Сокрушенно качал головой Холстомеров:
— То-то и есть, ваше высокоблагословение, что разумом-то мы — дети. Отнесите это к холстомеровскому малоразумию.
Протопоп нéхотя относил Николкино бушевание к холстомеровскому малоразумию.
На звонарне произошла перемена: Мишка обиделся, что его заслуженное первое подзвонково место перешло к непрошеному «ножовому» звонарю. Мишка первый пустил это прозвище: оно утвердилось навсегда за Николкой. Мишка отошел из соборных подзвонков в Заречье, к Спасу-на-Лапотках, во вторые звонари. Там пытался Мишка заливаться «Власовыми звонами», но звоны эти плохо выходили на беднозвучных лапотковских колоколах, и от горя Мишка перешел на обыкновенный пономарский колокольный перегон, а больше всего на чередной штоф. На Мишкино место стал на соборной колокольне Степка Чумелый. С ним Николке веселее было молчать вместе, а в «ножовом звоне» Чумелый поддерживал Николку.

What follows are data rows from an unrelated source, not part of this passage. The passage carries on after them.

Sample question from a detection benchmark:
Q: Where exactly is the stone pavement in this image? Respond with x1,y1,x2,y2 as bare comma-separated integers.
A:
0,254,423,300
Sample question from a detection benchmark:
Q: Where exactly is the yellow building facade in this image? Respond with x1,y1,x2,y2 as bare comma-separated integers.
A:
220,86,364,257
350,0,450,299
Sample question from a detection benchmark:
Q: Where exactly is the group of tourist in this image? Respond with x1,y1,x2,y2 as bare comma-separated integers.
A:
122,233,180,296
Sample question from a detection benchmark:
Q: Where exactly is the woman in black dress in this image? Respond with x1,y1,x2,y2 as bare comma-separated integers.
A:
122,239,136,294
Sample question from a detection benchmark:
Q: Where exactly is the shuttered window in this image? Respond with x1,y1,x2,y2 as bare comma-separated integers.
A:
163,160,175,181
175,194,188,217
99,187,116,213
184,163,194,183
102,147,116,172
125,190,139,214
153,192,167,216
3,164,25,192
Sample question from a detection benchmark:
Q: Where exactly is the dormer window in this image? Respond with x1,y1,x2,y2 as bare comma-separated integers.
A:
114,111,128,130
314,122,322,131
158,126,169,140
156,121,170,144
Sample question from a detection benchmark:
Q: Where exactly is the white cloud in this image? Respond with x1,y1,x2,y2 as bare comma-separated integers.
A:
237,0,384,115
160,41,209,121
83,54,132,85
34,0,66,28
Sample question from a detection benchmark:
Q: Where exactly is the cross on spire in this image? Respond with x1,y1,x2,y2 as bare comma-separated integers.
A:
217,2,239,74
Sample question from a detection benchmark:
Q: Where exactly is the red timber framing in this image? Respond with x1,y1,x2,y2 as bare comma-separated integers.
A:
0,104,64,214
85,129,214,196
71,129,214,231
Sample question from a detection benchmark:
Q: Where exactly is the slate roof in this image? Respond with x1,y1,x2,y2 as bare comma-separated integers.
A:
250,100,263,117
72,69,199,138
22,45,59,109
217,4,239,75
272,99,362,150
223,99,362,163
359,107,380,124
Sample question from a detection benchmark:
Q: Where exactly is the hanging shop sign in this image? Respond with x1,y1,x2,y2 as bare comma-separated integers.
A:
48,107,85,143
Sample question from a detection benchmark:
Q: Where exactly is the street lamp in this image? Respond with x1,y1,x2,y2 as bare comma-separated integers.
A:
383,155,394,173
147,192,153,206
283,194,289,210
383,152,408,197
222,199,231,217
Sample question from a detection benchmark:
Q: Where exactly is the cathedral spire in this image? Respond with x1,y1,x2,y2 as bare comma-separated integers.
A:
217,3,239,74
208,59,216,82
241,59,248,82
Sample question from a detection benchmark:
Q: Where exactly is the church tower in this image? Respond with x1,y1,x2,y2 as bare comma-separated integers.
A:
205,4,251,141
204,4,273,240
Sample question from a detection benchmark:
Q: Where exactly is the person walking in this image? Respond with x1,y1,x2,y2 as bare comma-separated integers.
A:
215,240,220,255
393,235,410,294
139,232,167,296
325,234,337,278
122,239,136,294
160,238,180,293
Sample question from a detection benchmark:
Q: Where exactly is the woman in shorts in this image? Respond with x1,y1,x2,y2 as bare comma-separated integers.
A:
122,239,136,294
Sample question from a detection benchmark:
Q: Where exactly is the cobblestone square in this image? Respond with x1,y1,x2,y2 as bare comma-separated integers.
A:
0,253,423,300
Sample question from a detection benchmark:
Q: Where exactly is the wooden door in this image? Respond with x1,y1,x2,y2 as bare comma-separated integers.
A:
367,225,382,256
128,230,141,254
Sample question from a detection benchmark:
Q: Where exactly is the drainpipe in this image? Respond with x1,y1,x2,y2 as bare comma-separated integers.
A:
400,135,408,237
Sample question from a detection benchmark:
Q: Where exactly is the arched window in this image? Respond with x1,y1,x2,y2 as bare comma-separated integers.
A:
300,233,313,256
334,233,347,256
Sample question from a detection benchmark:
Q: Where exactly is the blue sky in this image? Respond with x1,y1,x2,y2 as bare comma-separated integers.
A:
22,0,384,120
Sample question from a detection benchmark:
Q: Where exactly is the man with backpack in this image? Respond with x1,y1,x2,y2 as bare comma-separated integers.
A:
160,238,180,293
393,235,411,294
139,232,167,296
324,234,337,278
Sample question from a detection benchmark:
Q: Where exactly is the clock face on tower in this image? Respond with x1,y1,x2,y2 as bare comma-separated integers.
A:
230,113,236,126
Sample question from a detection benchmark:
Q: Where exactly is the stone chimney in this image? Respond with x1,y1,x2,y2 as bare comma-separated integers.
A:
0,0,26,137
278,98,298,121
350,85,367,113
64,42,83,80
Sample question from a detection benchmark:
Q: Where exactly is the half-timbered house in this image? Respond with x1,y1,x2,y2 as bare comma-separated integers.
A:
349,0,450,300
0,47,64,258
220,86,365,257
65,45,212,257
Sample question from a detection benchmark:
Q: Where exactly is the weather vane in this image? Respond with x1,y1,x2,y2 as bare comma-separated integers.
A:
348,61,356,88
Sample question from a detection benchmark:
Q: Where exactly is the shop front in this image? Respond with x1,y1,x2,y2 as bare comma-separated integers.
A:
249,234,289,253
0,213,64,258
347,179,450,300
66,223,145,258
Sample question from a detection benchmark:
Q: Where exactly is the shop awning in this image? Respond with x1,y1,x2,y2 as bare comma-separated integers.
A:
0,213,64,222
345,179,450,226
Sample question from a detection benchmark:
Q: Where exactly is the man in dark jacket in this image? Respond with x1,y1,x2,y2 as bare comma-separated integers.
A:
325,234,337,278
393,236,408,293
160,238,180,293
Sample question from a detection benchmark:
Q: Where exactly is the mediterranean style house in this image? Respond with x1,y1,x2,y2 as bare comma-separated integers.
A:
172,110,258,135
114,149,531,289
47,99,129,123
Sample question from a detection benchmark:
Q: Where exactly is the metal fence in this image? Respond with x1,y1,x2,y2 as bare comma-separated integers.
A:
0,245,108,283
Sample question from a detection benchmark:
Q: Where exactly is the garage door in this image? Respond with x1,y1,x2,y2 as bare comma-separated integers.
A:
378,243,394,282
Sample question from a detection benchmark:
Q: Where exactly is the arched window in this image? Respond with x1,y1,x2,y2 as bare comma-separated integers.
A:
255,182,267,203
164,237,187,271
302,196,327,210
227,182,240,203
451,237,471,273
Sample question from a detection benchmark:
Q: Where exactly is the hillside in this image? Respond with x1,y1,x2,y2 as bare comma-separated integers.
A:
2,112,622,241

И еще строже, после их звона, выговаривал ученый протопоп Холстомерову:
— Не потерплю бесчиния!
Но терпел: Ивана Филимоныча знала вся губерния; узнали скоро и Николку с Чумелым: зимою, когда страшный буран брал в снежный смертный полон все пути и дороги к Темьяну, выстаивали они бессменно всю ночь на колокольне и неотступно били в резкий и сторожкий Плакун, высвобождая обозы и кибитки из буранного полона и направляя их на колокольный звон в Темьян. Не было случая, чтоб прозевали с колокольни самый малый пожарный начáл где-нибудь в дальнем Заречье или на беднейшем Обрубе, где домишки лепились не только бок о бок, но и угол об угол, друг к другу; Плакун резко и зычно предупреждал о беде. Протопоп знал, как ценят в Темьяне Николкин оберег и терпел бесчиние. Лишь однажды протопоп Гелий, несмотря на свою ученость, сам поднялся на колокольню и гневно приказал Холстомерову:
— Согнать бесчинника сию минуту с колокольни!
Но, чинно приняв благословенье сухой десницы, ходящей ходуном от гнева, твердо отвечал Холстомеров:
— Исполню, но и сам уйду вместе со сгоняемым…
— Потворец! — вскричал протопоп, но, махнув рукой, вышел из каморки.
В этот день (а истекал год с тех пор, как Николка впервые ударил к Николиной вечерне) не в белом облаке мукосеевского сада, а в сплошной, вихрящейся амосовской зелени мелькнуло что-то алое, еще цветистей, чем два года назад, еще пышней и ярче, — мелькнуло вместе с черным около охромевшего купидона. Как ни далеко заезжал за гуртами Николай Прохорыч Амосов, а все вернулся в Темьян. Завидев алое вместе с черным, Николка побледнел, бросился вниз по бураву, да бурав крут, извилист, долог, и Николка передохнул на середине: голова у него, что ли, закружилась, или слабость нашла, но взбежал назад, бросился к колоколу и зазвонил.